Blue Desert amorce la deuxième partie de cette incursion de Javi Canovas dans les rythmes du monde avec une approche plus légère. Des notes carillonnées et des percussions Tablas tintent en harmonies, tissant un rythme finement brodé dans des filets entrecroisés que des flûtes arabiques caressent de douces harmonies tribales. J'aime bien Fez, alors qu'initialement il me laissait de glace. Son rythme est lourd et ronflant, comme sur Atlas, mais avec une enveloppe harmonique plus aérée où un piano y court et danse de ses notes de xylophone sous les souffles des flûtes qui n'ont pas quitté les tranquilles ambiances de la pièce-titre. C'est tout gentil et léger. Et les orchestrations sauvent la mise d'un titre qui serait fade sans cela. Nouadibhou est ce qu'il y a de plus près des territoires de MÉ conventionnelle avec sa délicate intro poétique où des poussières d'étoiles flottent dans de cosmiques vents d'éther. Les couches de synthé y ondoient paresseusement, libérant des souffles flûtés sur une dune cinématographique où traînent quelques battements de percussions égarées et des chapelets de séquences abrasives qui perdent tout sens du rythme dans ces intenses vapeurs d'iodes. Le rythme s'éveille vers la cinquième minute. Arqué sur des percussions aux timbres creux et des graffitis d'un xylophone aux tonalités d'enclume, il balance son tempo furtif comme une jambe pendant dans le vide, faisant chanter les flûtes de Babylone. Ce rythme aux premières apparences furtif épouse une tangente nettement plus bruyante avec une avalanche de percussions claniques qui font résonner leurs peaux carillonnées dans une langoureuse approche de valse tribale, là où chantent toujours ces flûtes charmeuses de serpents.

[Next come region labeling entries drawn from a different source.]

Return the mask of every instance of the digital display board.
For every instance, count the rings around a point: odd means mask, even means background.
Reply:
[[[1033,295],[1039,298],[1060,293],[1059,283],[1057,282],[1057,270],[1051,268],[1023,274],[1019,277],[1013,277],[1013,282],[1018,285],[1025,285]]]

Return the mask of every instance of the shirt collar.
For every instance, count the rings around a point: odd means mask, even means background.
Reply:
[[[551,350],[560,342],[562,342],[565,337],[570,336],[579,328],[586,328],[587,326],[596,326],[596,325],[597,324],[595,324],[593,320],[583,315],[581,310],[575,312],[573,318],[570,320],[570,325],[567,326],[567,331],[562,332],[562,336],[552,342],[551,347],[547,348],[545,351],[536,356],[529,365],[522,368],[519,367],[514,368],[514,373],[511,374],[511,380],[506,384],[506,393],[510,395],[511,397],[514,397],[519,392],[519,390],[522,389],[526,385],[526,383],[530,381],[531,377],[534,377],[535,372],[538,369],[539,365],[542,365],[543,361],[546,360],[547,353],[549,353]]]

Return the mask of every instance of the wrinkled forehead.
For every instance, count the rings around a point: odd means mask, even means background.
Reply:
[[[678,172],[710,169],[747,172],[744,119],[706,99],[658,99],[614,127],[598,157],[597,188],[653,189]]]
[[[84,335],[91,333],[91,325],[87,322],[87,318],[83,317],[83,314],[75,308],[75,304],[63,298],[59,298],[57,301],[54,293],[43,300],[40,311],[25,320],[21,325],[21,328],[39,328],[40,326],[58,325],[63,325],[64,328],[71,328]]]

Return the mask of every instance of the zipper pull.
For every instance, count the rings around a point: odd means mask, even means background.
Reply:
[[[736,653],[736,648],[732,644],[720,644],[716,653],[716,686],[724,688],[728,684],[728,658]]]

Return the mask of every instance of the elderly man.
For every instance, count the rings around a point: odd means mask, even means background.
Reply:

Comme quoi que l'on puisse être différent et rester bon! C'est ce qui me vient à l'esprit en écoutant ce dernier effort de Javi Canovas dont cette étonnante incursion dans les sphères arabiques s'écoute avec une facilité déconcertante. Sans embrasser les sentiers d'une musique techno aux rythmes troublants de la Turquie, DESERT DAWN est un vivant album exotique où les percussions enchantent dans leurs rôles prédominant sur les séquences, moulant des rythmes de danses locales endiablées. Les synthés sont discrets, certes! Ils tissent des harmonies berbères où les flûtes Arabes fouettent les brises cosmiques et les poussières des dunes, créant l'équilibre idéal pour un album aux charmes des mille-et-une nuits arabiques.